A few comments on some of my unseen Best Picture films:

  • I’ll start with the 1990s, as my ’80s-’30s best picture consumption is spottier. Ones that I have seen have been included in the list above. Dances with Wolves[my choice for 1990: Goodfellas, of course!]
  • The English Patient [my choice for 1996: Fargo ]
  • Titanic [my choice for 1997: Good Will Hunting Yes, I still have not seen Titanic, after all these years. Around about this year or the next year I started high school, and began a film watching and reviewing passion that lasted for about a decade. First I wrote reviews for my high school newspaper, then the college newspaper, and then freelancing for years for Indianapolis’s NBC-affiliate’s website. So I developed a steady habit of seeing most prominent films and educating myself on the classics. I also worked at an art house movie theatre during high school and college, and for a summer also at a normal theatre.]
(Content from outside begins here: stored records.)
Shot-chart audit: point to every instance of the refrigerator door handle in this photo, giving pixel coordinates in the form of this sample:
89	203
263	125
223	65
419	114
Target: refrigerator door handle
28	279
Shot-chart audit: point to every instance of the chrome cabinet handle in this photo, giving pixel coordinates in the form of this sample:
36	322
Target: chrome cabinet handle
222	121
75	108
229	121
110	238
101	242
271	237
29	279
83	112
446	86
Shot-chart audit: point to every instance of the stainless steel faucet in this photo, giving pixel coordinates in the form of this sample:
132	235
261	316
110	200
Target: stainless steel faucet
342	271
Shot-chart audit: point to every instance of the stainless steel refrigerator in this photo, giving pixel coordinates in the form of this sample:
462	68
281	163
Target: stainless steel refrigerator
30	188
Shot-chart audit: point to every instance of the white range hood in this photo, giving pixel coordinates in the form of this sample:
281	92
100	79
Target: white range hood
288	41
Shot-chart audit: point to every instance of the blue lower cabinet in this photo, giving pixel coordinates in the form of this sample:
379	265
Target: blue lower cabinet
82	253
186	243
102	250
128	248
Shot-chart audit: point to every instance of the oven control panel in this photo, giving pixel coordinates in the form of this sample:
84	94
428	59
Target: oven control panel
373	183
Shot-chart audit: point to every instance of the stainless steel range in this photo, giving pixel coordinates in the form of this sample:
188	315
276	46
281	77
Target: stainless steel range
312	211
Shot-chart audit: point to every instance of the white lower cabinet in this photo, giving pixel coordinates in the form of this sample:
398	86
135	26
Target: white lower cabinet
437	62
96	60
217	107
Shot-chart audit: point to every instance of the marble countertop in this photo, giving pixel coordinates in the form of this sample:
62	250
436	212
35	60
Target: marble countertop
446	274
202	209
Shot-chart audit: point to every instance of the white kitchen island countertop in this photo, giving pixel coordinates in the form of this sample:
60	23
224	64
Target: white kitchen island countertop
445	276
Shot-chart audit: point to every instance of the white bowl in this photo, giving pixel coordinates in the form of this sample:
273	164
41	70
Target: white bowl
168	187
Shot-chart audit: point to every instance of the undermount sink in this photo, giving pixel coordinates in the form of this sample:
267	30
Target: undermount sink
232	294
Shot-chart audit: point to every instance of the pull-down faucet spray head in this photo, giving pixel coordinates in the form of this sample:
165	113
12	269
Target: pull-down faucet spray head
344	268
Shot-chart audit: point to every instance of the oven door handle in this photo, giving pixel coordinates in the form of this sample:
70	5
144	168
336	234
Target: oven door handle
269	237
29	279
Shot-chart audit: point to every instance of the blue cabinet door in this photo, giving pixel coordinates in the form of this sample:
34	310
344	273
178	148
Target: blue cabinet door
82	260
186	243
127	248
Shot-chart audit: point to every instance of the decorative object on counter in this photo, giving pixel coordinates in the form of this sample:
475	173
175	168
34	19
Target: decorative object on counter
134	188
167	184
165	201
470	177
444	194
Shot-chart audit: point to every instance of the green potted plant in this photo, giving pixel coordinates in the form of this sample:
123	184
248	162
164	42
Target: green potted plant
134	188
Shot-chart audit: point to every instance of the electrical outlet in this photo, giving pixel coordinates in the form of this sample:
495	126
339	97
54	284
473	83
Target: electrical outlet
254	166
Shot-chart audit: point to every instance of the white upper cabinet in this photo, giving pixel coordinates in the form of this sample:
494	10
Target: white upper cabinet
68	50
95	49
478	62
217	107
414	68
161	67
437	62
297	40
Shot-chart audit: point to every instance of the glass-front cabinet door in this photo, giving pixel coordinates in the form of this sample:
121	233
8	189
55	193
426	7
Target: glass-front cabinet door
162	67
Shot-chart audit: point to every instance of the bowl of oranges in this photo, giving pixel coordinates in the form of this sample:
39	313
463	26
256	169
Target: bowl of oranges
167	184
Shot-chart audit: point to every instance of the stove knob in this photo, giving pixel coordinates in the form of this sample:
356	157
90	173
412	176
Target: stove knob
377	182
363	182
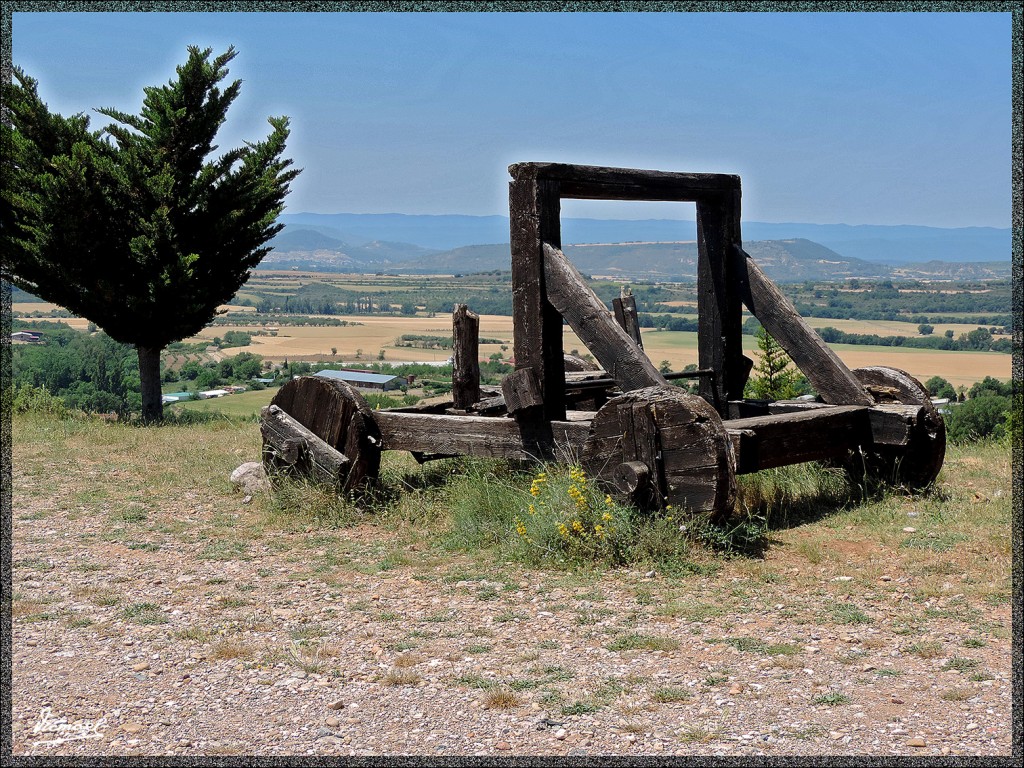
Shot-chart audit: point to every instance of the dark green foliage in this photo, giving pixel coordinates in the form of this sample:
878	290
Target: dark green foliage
88	373
983	416
990	385
774	378
132	225
939	387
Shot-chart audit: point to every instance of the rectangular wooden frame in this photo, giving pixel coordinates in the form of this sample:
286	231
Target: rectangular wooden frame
535	205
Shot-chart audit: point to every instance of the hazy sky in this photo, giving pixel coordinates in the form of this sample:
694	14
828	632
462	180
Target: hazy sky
853	118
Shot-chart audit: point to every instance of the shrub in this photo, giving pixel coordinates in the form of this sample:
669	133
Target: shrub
984	416
38	400
568	518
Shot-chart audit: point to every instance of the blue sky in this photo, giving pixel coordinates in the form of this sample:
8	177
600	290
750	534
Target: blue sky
829	118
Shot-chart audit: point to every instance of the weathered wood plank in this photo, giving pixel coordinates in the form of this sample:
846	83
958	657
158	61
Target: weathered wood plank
596	182
827	374
521	390
534	211
776	440
289	444
336	413
625	308
475	435
465	356
720	333
587	314
692	464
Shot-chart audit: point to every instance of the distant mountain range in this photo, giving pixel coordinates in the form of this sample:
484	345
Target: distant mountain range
653	249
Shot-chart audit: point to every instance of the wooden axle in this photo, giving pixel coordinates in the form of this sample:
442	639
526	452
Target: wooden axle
760	442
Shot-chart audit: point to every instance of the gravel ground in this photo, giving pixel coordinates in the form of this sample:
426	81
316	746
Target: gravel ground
122	648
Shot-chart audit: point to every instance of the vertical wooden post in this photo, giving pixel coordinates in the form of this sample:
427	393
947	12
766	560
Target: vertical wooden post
626	315
719	307
534	209
466	356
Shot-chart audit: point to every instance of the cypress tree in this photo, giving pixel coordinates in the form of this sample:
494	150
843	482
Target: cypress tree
775	379
136	226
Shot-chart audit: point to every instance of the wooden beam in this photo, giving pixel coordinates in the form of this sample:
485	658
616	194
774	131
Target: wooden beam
587	314
288	444
521	390
476	435
534	211
625	308
827	374
466	356
765	441
596	182
720	340
818	432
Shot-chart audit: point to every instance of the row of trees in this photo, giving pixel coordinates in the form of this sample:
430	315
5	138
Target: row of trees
96	374
979	340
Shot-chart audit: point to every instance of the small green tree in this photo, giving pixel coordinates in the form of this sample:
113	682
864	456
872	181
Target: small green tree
939	387
775	378
133	226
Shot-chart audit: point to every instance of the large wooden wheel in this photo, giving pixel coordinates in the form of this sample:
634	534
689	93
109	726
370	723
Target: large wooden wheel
659	446
916	464
336	413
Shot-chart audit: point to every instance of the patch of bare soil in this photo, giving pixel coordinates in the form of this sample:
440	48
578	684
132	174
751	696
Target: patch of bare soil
169	642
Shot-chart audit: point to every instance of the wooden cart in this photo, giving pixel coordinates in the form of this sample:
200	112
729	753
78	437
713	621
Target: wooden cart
652	443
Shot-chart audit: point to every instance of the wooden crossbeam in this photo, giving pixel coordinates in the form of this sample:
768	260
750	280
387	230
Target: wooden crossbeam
586	313
475	435
827	374
597	182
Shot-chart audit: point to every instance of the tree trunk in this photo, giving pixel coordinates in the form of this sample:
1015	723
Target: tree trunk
148	373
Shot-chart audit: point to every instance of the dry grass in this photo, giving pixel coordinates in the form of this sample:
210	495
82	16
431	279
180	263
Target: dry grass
500	698
398	677
229	648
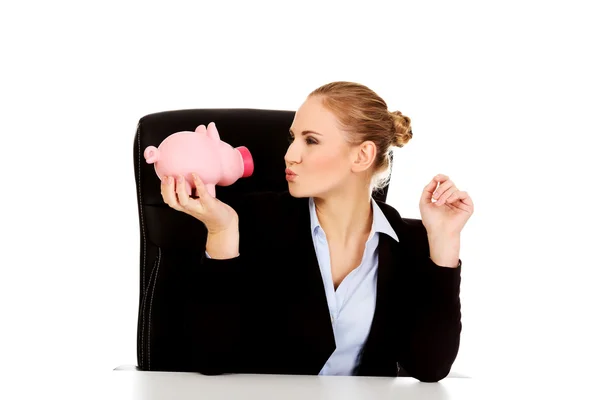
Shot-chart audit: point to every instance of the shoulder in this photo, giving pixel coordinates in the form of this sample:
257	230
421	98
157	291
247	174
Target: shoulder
406	228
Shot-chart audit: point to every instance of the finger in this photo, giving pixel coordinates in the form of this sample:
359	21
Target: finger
441	190
447	196
201	191
440	178
428	191
168	193
181	192
461	200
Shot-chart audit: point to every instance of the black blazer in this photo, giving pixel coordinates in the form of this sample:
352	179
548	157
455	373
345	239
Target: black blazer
266	310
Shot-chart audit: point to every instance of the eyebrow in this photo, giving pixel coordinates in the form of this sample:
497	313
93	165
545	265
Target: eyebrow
306	132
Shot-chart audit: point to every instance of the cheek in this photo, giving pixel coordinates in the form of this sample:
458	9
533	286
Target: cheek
327	161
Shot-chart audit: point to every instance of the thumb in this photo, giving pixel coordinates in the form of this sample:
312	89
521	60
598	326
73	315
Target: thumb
428	192
203	195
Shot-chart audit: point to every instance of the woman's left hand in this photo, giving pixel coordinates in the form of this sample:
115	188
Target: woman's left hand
451	211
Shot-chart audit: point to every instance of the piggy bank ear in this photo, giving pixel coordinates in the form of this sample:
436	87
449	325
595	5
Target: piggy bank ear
212	131
201	129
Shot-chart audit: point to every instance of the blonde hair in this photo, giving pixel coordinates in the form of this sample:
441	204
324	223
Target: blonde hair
365	116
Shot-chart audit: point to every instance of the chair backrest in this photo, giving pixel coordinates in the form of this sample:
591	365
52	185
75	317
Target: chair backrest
169	237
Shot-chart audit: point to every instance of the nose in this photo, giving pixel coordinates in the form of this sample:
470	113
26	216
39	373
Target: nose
292	156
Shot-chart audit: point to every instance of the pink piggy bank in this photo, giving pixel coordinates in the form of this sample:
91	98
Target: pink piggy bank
201	152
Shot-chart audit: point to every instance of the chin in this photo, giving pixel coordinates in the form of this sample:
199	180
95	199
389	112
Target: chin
299	192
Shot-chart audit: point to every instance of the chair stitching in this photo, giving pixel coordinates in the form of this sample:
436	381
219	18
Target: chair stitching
150	310
143	230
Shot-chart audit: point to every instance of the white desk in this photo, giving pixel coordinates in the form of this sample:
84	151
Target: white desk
129	384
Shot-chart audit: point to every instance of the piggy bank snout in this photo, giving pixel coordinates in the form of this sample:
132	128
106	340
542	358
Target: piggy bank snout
151	154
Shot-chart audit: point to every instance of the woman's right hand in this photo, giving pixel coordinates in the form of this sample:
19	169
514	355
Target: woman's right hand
213	213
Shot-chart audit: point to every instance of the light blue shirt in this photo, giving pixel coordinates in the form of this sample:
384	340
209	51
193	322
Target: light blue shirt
352	305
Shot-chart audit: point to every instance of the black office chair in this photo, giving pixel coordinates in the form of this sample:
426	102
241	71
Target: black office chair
168	238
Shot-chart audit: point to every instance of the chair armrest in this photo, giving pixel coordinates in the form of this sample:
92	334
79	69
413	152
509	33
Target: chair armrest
126	367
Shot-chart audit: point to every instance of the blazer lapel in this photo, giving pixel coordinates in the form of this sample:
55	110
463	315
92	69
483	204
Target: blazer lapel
317	338
377	357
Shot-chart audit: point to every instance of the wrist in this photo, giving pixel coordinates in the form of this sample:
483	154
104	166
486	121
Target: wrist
444	250
223	244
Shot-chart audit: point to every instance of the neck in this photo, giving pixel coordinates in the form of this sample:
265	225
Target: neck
345	216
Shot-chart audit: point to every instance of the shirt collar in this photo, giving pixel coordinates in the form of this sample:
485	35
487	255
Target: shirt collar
380	222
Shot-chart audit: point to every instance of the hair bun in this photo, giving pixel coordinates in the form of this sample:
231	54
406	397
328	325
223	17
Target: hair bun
402	129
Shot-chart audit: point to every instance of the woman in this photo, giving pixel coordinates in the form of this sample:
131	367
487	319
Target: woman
323	279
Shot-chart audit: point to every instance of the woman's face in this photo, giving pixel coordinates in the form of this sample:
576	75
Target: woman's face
319	159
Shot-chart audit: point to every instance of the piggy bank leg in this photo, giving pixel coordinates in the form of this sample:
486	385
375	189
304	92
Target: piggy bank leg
210	188
188	187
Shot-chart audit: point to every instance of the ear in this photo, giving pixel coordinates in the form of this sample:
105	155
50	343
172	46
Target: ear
212	131
364	156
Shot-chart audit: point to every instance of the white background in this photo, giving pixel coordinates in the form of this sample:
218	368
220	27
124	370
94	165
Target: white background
504	99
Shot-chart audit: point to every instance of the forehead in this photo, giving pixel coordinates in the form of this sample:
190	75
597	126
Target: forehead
314	116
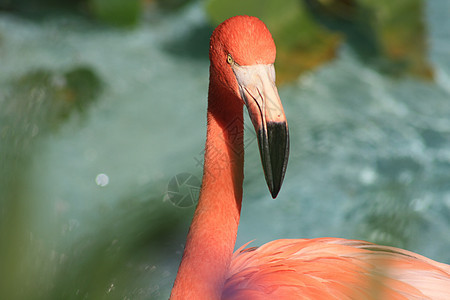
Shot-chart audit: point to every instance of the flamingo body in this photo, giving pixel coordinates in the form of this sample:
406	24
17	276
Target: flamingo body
242	53
332	268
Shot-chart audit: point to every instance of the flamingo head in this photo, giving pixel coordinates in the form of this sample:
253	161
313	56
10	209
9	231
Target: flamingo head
242	53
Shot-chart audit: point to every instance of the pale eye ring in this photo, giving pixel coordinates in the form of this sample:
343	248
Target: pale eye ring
229	59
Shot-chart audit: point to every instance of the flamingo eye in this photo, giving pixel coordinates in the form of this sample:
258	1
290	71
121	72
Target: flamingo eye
229	59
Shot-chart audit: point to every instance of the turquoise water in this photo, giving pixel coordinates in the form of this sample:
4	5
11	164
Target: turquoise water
370	155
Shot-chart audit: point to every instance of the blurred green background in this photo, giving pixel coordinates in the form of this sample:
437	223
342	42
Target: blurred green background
102	127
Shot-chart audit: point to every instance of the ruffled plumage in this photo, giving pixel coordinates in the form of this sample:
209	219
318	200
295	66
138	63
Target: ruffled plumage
332	268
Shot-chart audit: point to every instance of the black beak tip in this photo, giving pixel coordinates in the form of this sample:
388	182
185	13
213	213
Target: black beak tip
274	150
274	191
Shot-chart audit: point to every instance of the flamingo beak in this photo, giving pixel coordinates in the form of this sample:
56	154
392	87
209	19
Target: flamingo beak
259	93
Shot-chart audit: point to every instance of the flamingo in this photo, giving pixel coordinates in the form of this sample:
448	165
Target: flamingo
242	53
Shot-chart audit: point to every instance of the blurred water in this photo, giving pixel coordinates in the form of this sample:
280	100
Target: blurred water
370	155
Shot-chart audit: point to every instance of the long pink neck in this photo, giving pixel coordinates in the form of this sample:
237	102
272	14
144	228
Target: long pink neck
212	235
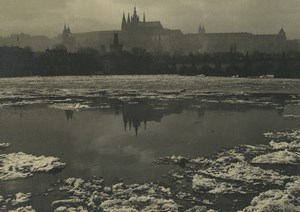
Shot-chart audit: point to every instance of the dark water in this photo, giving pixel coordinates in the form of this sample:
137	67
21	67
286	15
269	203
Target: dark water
123	140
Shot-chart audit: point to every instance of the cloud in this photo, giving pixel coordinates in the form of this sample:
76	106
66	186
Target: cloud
48	16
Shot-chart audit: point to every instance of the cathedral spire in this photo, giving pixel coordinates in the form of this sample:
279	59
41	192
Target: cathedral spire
124	22
134	12
128	19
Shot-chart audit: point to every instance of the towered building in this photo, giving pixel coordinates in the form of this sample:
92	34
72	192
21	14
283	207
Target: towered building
152	36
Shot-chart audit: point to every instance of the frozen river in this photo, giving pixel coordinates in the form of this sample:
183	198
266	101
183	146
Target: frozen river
115	127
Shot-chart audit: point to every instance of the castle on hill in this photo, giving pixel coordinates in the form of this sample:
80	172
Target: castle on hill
152	36
136	31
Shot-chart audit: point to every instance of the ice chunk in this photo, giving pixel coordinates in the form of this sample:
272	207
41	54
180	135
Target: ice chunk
4	145
23	209
21	165
243	171
281	157
201	183
70	106
294	145
274	200
21	198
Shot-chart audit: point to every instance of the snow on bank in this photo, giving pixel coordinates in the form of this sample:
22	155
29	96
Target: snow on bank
21	165
243	171
17	203
288	135
294	145
201	183
280	157
91	195
70	106
277	200
4	146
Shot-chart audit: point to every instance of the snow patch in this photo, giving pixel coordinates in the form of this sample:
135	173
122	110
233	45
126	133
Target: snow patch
21	165
281	157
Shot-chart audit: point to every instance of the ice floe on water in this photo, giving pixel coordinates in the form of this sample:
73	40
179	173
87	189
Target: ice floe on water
4	146
92	195
284	136
21	165
277	200
70	106
17	203
294	145
280	157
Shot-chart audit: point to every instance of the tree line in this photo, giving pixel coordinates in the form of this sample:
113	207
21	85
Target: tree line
15	61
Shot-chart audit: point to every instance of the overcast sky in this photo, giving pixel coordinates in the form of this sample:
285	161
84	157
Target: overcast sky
47	17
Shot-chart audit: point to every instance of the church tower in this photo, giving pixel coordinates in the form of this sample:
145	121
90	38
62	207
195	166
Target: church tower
282	33
124	24
135	19
201	29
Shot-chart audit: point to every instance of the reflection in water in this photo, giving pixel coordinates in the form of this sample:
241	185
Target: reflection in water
69	114
137	113
100	147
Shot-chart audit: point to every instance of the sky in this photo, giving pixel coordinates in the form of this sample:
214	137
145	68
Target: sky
47	17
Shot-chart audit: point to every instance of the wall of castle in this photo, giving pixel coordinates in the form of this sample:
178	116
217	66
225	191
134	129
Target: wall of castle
244	42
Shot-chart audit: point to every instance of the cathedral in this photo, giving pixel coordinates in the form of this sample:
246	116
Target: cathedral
152	36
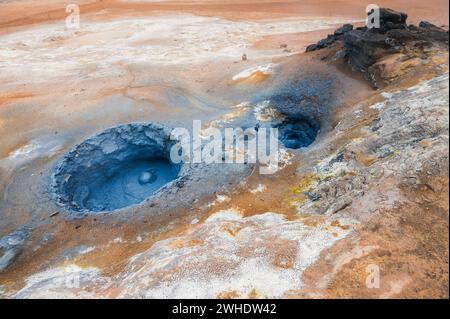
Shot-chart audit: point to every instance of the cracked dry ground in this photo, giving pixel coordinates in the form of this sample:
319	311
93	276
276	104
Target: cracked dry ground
371	190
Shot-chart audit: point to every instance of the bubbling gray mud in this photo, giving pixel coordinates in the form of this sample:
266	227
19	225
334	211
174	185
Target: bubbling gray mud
120	167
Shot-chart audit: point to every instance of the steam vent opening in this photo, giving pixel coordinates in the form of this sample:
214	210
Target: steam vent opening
120	167
298	134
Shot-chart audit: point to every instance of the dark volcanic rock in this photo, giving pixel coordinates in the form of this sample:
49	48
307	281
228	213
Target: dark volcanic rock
344	29
391	16
363	47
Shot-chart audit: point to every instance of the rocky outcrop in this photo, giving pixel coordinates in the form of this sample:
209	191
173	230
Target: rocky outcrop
363	47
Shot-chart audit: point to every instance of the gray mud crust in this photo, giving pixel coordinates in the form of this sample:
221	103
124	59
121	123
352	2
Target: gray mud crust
129	165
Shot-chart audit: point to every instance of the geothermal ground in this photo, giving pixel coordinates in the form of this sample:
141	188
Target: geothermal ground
358	209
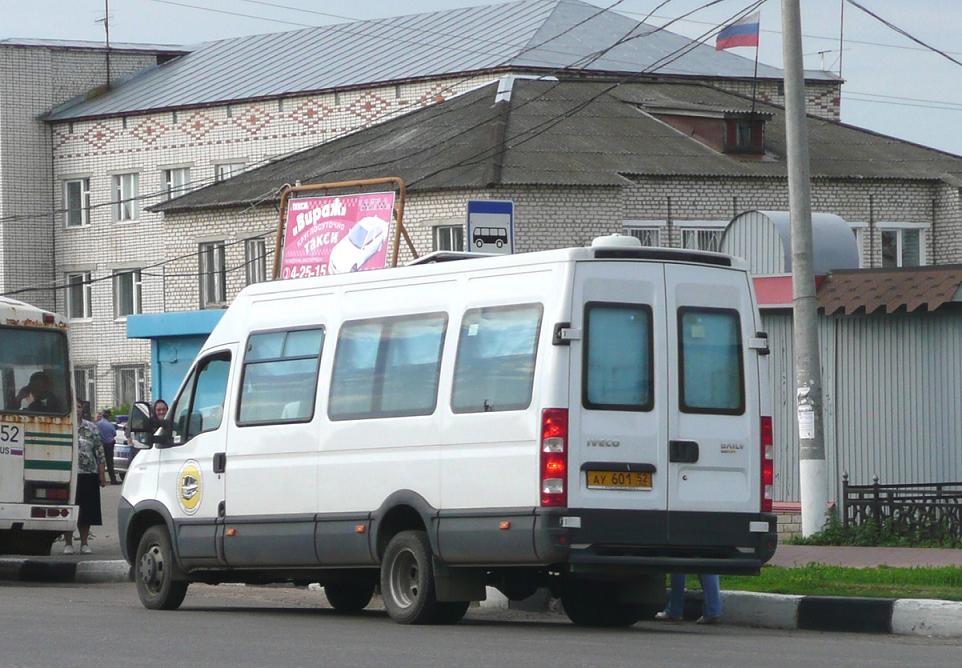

  • The Hurt Locker[my choice for 2009: Up, A Serious Man, Up In the Air would all have been good choices. A 7-year period of not seeing the films that ended up winning best picture coincided with when I ceased reviewing films weekly on a freelance basis and instead began editing online political publications full time.]
  • The King’s Speech[my choice for 2010: I would have preferred Black Swan, True Grit, The Social Network, or, I suppose, 127 Hours.]
  • The Artist[my choice for 2011: the final Harry Potter]
  • Argo[my choice for 2012:Avengers]
  • 12 Years a Slave [my choice for 2013: I saw Her and Wolf of Wall Street and didn’t regard either as Best Picture worthy. The second Hobbit film is probably my favorite of the year.]
  • Birdman or (The Unexpected Virtue of Ignorance)[my choice for 2014: While I do need to see Birdman to know for sure, American Sniper is of course an A-level masterpiece worthy of Best Picture. It also happened to be #1 at the box office that year. While not best picture material, one of my favorites from that year is Lucy, which I now have on 4K. I’m a big fan of that style of Luc Besson-directed or produced action-sci-fi.]
  • Spotlight[my choice for 2015: Of the nominees I saw The Martian and Mad Max: Fury Road, neither of which are best picture-worthy, but both effective entertainments. My favorite from that year: Inside Out, one of my top Pixar films.]

So what about you? What does your ranking of Best Picture movies look like and where does Green Book stand within it?